A tal proposito state sostenendo una battaglia importante, quella lanciata da Daniela Fregosi sul blog Afrodite K, la quale ha depositato un ricorso contro l’Inps chiedendo che anche a lei, consulente freelance, venissero riconosciuti i 18 mesi d’indennità previsti per i lavoratori dipendenti.

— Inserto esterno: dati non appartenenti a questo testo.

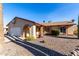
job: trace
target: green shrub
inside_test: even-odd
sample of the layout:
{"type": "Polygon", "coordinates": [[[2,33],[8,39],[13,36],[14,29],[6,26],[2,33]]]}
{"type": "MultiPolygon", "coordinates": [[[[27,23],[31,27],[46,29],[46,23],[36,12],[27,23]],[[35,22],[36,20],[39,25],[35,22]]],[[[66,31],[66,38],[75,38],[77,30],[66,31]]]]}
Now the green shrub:
{"type": "Polygon", "coordinates": [[[51,30],[51,35],[58,36],[59,35],[59,30],[51,30]]]}
{"type": "Polygon", "coordinates": [[[35,40],[33,35],[30,35],[29,37],[25,39],[25,41],[32,41],[32,40],[35,40]]]}

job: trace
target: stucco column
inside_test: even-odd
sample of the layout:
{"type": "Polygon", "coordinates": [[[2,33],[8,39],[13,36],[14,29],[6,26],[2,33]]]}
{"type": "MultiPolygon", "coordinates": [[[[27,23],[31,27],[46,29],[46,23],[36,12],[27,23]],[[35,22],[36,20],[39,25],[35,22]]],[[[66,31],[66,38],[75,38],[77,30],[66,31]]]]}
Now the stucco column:
{"type": "Polygon", "coordinates": [[[32,35],[36,39],[36,26],[35,25],[32,26],[32,35]]]}
{"type": "Polygon", "coordinates": [[[41,28],[40,28],[40,35],[41,35],[41,37],[43,37],[43,26],[41,26],[41,28]]]}
{"type": "Polygon", "coordinates": [[[3,51],[3,46],[4,46],[3,15],[2,15],[2,4],[0,3],[0,53],[3,51]]]}

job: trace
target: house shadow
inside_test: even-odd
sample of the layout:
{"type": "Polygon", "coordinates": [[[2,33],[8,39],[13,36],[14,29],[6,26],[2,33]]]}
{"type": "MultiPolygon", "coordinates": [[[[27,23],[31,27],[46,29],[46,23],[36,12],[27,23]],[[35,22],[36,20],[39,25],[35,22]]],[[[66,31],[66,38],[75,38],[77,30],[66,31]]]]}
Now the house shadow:
{"type": "Polygon", "coordinates": [[[57,38],[65,38],[65,39],[78,39],[77,37],[74,38],[74,37],[61,37],[61,36],[57,36],[57,38]]]}
{"type": "Polygon", "coordinates": [[[68,37],[68,36],[53,36],[51,34],[45,34],[45,36],[56,37],[56,38],[64,38],[64,39],[79,39],[77,37],[68,37]]]}
{"type": "MultiPolygon", "coordinates": [[[[7,38],[9,38],[9,37],[7,37],[7,38]]],[[[10,38],[9,38],[10,39],[10,38]]],[[[20,39],[20,38],[19,38],[20,39]]],[[[41,50],[41,51],[43,51],[44,53],[46,53],[48,56],[66,56],[66,55],[64,55],[64,54],[61,54],[61,53],[59,53],[59,52],[57,52],[57,51],[54,51],[54,50],[51,50],[51,49],[48,49],[48,48],[46,48],[46,47],[43,47],[43,46],[40,46],[40,45],[36,45],[36,44],[33,44],[33,43],[30,43],[30,42],[25,42],[25,41],[21,41],[21,40],[17,40],[16,39],[16,41],[14,41],[14,40],[12,40],[12,39],[10,39],[12,42],[14,42],[14,43],[16,43],[16,44],[18,44],[18,45],[20,45],[20,46],[22,46],[22,47],[24,47],[25,49],[28,49],[33,55],[35,55],[35,56],[46,56],[45,54],[43,54],[43,53],[41,53],[41,52],[39,52],[39,51],[37,51],[37,50],[35,50],[35,49],[32,49],[31,47],[28,47],[27,45],[30,45],[30,46],[32,46],[32,47],[34,47],[34,48],[36,48],[36,49],[39,49],[39,50],[41,50]],[[19,42],[21,42],[21,43],[24,43],[24,44],[21,44],[21,43],[19,43],[19,42]]]]}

Sì, la causa sta per partire. Condividiamo le sue richieste, presentate anche attraverso una petizione con cui abbiamo raccolto circa 80mila firme. E’ necessario allungare il periodo di malattia anche per le partite Iva, ora ferme a soli 61 giorni, che ovviamente per le malattie serie non bastano. Oggi se un freelance si ammala, se ha versato abbastanza contributi (servono almeno tre mensilità) e se ha un reddito inferiore ai 70.226 euro, ha diritto a un’indennità, che in caso di ospedalizzazione è di circa 40 euro al giorno. Che vengono dimezzati in caso di malattie che costringono a casa ma non in ospedale, come per l’appunto i tumori. Nella migliore delle ipotesi, quindi, per una malattia domiciliare si possono ricevere 1.220 euro, che è una cifra ridicola. Sono situazioni che possono mettere gravemente in crisi una persona, anche perché gli anticipi Inps e Irpef debbono essere comunque versati. La nostra prima proposta è quella di bloccare proprio questi due versamenti, prevedendo un piano di rateizzazione al momento della guarigione. La seconda richiesta riguarda l’allungamento del periodo d’indennità; infine, in caso terapie molto invasive, come radioterapie e chemio, proponiamo di prevedere una compensazione pari a quella ospedalizzata.